MADISON — Legislative committees might be violating open-meeting law when their members vote by paper or e-mail ballots without advance notice or in public, according to a legal opinion from the Legislature’s research agency.

Wisconsin’s Legislature has no specific rule authorizing paper or e-mail ballots.

It is unclear how Wisconsin courts would rule on the issue because judges nationwide often refuse to tell their legislatures how to act, according to the legal opinion Friday from the Legislative Reference Bureau. The opinion does not carry the force of law.

A Dane County judge recently ruled the Joint Committee on Legislative Organization broke the open-meeting law when it voted by paper ballot to fire two administrators in 2003. That vote came without public debate or advance notice, Circuit Judge Richard G. Niess noted.

His ruling would need a state Supreme Court decision to make it a statewide precedent.

Senate committees took such votes 126 times last year, or on 22 percent of all items they considered before sending the issues to the full Senate.

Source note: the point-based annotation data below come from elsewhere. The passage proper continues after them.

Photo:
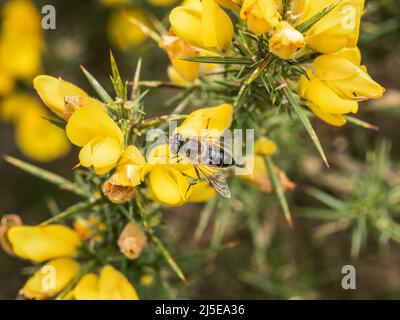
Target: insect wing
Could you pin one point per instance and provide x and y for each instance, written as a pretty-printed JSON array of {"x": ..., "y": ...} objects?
[{"x": 215, "y": 179}]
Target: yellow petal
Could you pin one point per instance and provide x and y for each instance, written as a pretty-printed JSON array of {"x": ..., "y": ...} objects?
[
  {"x": 87, "y": 288},
  {"x": 217, "y": 26},
  {"x": 318, "y": 93},
  {"x": 207, "y": 27},
  {"x": 265, "y": 147},
  {"x": 209, "y": 122},
  {"x": 169, "y": 186},
  {"x": 338, "y": 29},
  {"x": 346, "y": 79},
  {"x": 101, "y": 153},
  {"x": 261, "y": 15},
  {"x": 90, "y": 122},
  {"x": 187, "y": 24},
  {"x": 40, "y": 243},
  {"x": 201, "y": 192},
  {"x": 53, "y": 90},
  {"x": 37, "y": 138},
  {"x": 50, "y": 279},
  {"x": 351, "y": 54},
  {"x": 113, "y": 285},
  {"x": 285, "y": 41}
]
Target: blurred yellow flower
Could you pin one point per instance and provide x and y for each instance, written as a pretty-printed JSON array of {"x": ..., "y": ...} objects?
[
  {"x": 335, "y": 84},
  {"x": 7, "y": 83},
  {"x": 21, "y": 39},
  {"x": 203, "y": 24},
  {"x": 162, "y": 3},
  {"x": 185, "y": 72},
  {"x": 36, "y": 137},
  {"x": 322, "y": 100},
  {"x": 41, "y": 243},
  {"x": 261, "y": 15},
  {"x": 115, "y": 2},
  {"x": 285, "y": 41},
  {"x": 51, "y": 279},
  {"x": 99, "y": 136},
  {"x": 338, "y": 29},
  {"x": 110, "y": 285},
  {"x": 55, "y": 93},
  {"x": 122, "y": 33},
  {"x": 265, "y": 147}
]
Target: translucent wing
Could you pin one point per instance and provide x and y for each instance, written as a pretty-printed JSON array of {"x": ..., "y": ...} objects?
[{"x": 215, "y": 179}]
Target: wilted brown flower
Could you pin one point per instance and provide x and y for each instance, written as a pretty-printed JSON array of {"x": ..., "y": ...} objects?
[
  {"x": 116, "y": 193},
  {"x": 132, "y": 241}
]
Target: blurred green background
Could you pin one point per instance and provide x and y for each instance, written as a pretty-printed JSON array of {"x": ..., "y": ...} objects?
[{"x": 273, "y": 261}]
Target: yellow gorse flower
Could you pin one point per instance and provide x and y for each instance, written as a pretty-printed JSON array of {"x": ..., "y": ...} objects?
[
  {"x": 285, "y": 41},
  {"x": 110, "y": 285},
  {"x": 41, "y": 243},
  {"x": 51, "y": 279},
  {"x": 55, "y": 92},
  {"x": 170, "y": 180},
  {"x": 180, "y": 71},
  {"x": 99, "y": 136},
  {"x": 185, "y": 72},
  {"x": 130, "y": 168},
  {"x": 339, "y": 29},
  {"x": 347, "y": 79},
  {"x": 203, "y": 24},
  {"x": 36, "y": 137},
  {"x": 261, "y": 15},
  {"x": 335, "y": 85}
]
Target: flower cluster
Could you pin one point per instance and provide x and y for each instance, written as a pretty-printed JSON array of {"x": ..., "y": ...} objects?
[
  {"x": 280, "y": 57},
  {"x": 332, "y": 85}
]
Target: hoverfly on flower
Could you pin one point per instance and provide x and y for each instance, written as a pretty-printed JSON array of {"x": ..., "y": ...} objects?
[{"x": 198, "y": 141}]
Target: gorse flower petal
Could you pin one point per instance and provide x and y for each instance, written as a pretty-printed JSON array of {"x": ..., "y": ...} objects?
[
  {"x": 285, "y": 41},
  {"x": 21, "y": 40},
  {"x": 261, "y": 15},
  {"x": 129, "y": 172},
  {"x": 87, "y": 288},
  {"x": 53, "y": 91},
  {"x": 204, "y": 25},
  {"x": 346, "y": 79},
  {"x": 169, "y": 186},
  {"x": 339, "y": 29},
  {"x": 319, "y": 93},
  {"x": 265, "y": 147},
  {"x": 110, "y": 285},
  {"x": 102, "y": 140},
  {"x": 41, "y": 243},
  {"x": 51, "y": 279},
  {"x": 210, "y": 122}
]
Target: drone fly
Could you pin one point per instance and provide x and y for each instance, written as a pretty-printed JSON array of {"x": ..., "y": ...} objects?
[{"x": 208, "y": 157}]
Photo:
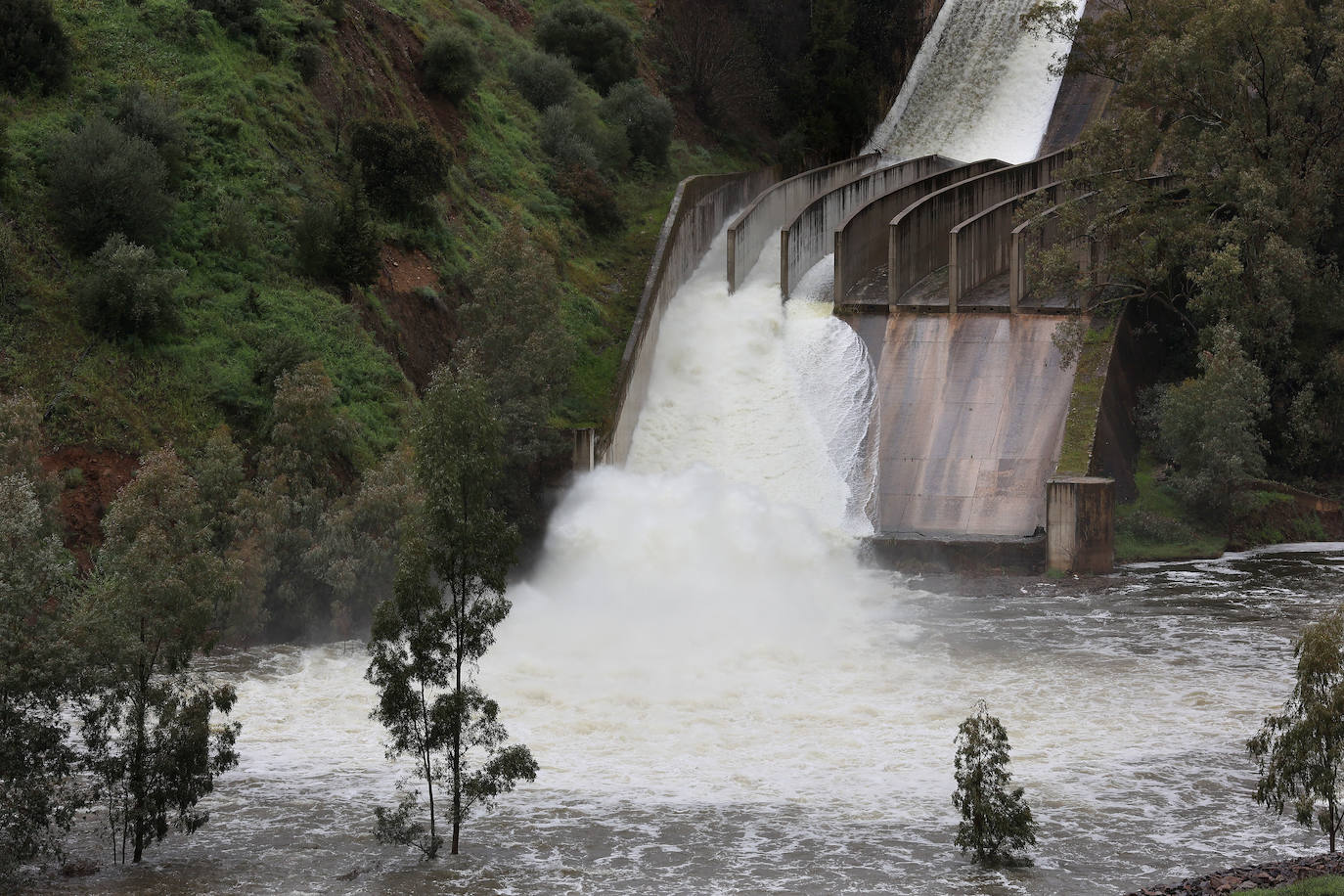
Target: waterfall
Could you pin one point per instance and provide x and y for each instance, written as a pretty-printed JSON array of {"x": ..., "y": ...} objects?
[{"x": 978, "y": 87}]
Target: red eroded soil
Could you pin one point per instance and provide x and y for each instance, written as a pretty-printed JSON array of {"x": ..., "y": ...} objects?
[
  {"x": 424, "y": 326},
  {"x": 381, "y": 51},
  {"x": 82, "y": 506}
]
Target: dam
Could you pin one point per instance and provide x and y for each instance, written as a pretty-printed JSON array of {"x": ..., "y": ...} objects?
[
  {"x": 922, "y": 254},
  {"x": 726, "y": 700}
]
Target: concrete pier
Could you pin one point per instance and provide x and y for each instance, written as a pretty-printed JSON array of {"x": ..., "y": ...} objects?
[{"x": 1081, "y": 524}]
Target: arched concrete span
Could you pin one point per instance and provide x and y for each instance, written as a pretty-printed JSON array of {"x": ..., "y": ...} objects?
[
  {"x": 861, "y": 240},
  {"x": 769, "y": 211},
  {"x": 809, "y": 237},
  {"x": 980, "y": 250},
  {"x": 918, "y": 241}
]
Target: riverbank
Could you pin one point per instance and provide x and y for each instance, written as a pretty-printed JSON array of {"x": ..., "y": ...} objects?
[{"x": 1251, "y": 878}]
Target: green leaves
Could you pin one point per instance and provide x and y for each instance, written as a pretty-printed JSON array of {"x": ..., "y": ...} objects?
[
  {"x": 996, "y": 823},
  {"x": 1301, "y": 749},
  {"x": 439, "y": 621}
]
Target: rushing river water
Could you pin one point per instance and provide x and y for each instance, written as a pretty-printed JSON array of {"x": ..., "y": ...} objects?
[{"x": 784, "y": 744}]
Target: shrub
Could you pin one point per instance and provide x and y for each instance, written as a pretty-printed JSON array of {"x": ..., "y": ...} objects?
[
  {"x": 450, "y": 65},
  {"x": 543, "y": 79},
  {"x": 34, "y": 50},
  {"x": 593, "y": 198},
  {"x": 596, "y": 42},
  {"x": 336, "y": 242},
  {"x": 126, "y": 291},
  {"x": 402, "y": 164},
  {"x": 1210, "y": 426},
  {"x": 573, "y": 135},
  {"x": 105, "y": 182},
  {"x": 154, "y": 118},
  {"x": 647, "y": 119},
  {"x": 234, "y": 17}
]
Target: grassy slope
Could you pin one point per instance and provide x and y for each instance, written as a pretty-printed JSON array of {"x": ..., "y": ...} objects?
[{"x": 259, "y": 144}]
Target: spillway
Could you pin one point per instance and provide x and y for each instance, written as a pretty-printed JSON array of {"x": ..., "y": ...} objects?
[{"x": 725, "y": 700}]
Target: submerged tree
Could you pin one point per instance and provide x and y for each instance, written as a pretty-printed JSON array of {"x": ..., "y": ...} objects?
[
  {"x": 1301, "y": 749},
  {"x": 996, "y": 823},
  {"x": 148, "y": 610},
  {"x": 448, "y": 600}
]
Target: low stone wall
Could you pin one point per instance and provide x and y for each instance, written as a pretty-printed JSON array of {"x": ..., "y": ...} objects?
[
  {"x": 811, "y": 236},
  {"x": 773, "y": 208},
  {"x": 861, "y": 241},
  {"x": 699, "y": 209},
  {"x": 918, "y": 238},
  {"x": 980, "y": 247}
]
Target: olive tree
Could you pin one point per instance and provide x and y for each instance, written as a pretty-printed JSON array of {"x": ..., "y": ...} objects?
[
  {"x": 446, "y": 601},
  {"x": 148, "y": 611},
  {"x": 1301, "y": 749},
  {"x": 996, "y": 823}
]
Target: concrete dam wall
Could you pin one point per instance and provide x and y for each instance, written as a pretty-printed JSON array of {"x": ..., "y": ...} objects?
[
  {"x": 699, "y": 209},
  {"x": 973, "y": 407}
]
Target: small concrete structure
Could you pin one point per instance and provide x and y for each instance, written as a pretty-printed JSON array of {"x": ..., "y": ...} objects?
[
  {"x": 1081, "y": 524},
  {"x": 585, "y": 450}
]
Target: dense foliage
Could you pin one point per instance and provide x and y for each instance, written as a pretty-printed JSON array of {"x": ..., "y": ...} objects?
[
  {"x": 1301, "y": 749},
  {"x": 996, "y": 824},
  {"x": 34, "y": 50}
]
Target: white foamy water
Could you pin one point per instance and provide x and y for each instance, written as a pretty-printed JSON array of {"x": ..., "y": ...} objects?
[{"x": 978, "y": 87}]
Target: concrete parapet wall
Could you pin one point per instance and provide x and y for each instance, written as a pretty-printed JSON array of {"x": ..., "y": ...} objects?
[
  {"x": 918, "y": 238},
  {"x": 1081, "y": 524},
  {"x": 699, "y": 209},
  {"x": 980, "y": 247},
  {"x": 762, "y": 219},
  {"x": 861, "y": 241},
  {"x": 811, "y": 236}
]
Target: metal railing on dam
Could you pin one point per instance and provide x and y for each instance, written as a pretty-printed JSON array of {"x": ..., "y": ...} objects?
[
  {"x": 811, "y": 236},
  {"x": 861, "y": 240},
  {"x": 699, "y": 209},
  {"x": 769, "y": 211},
  {"x": 918, "y": 241}
]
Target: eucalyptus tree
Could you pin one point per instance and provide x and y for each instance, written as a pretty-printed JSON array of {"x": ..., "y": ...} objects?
[
  {"x": 1301, "y": 749},
  {"x": 996, "y": 823},
  {"x": 446, "y": 601},
  {"x": 147, "y": 611}
]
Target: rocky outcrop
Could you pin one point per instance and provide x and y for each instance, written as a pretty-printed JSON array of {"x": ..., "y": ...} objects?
[{"x": 1251, "y": 877}]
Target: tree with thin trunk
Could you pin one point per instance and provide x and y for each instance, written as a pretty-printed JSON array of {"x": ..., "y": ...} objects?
[
  {"x": 446, "y": 601},
  {"x": 996, "y": 823},
  {"x": 1301, "y": 749},
  {"x": 148, "y": 610}
]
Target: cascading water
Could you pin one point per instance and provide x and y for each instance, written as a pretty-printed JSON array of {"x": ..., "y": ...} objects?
[
  {"x": 978, "y": 87},
  {"x": 723, "y": 700}
]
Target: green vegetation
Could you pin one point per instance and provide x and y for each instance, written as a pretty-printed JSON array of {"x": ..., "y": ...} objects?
[
  {"x": 448, "y": 601},
  {"x": 1301, "y": 751},
  {"x": 996, "y": 825},
  {"x": 450, "y": 65},
  {"x": 1236, "y": 255},
  {"x": 1157, "y": 527},
  {"x": 1091, "y": 366}
]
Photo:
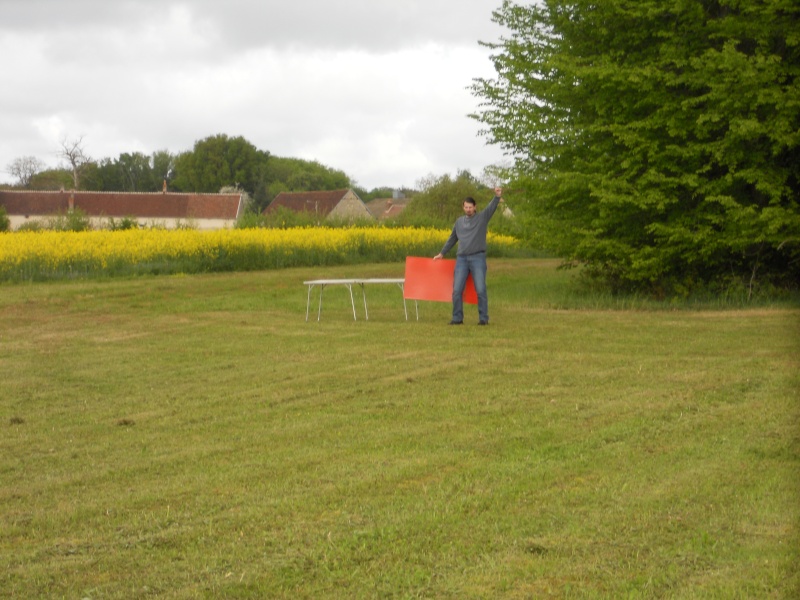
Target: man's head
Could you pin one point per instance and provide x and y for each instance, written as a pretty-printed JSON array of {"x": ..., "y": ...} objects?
[{"x": 469, "y": 206}]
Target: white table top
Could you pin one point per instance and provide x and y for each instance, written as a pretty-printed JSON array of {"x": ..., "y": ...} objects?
[{"x": 350, "y": 281}]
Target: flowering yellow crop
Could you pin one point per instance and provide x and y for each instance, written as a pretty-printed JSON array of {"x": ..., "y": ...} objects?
[{"x": 33, "y": 255}]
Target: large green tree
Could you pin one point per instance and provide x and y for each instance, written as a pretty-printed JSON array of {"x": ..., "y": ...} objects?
[
  {"x": 219, "y": 161},
  {"x": 657, "y": 141}
]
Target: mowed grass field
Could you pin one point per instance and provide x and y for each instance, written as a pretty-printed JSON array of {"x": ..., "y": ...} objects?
[{"x": 195, "y": 437}]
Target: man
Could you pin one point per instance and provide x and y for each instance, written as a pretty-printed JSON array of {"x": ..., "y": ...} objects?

Senate Democratic Leader Judy Robson, D-Beloit, has asked Republicans who control the Legislature to stop letting Senate committees vote by paper or e-mail ballots.

Committee leaders say paper and e-mail ballots are convenient, and their results eventually are made public.

Wisconsin’s open-meeting law generally requires governmental bodies to meet in public with advance notice of the topics they plan to consider.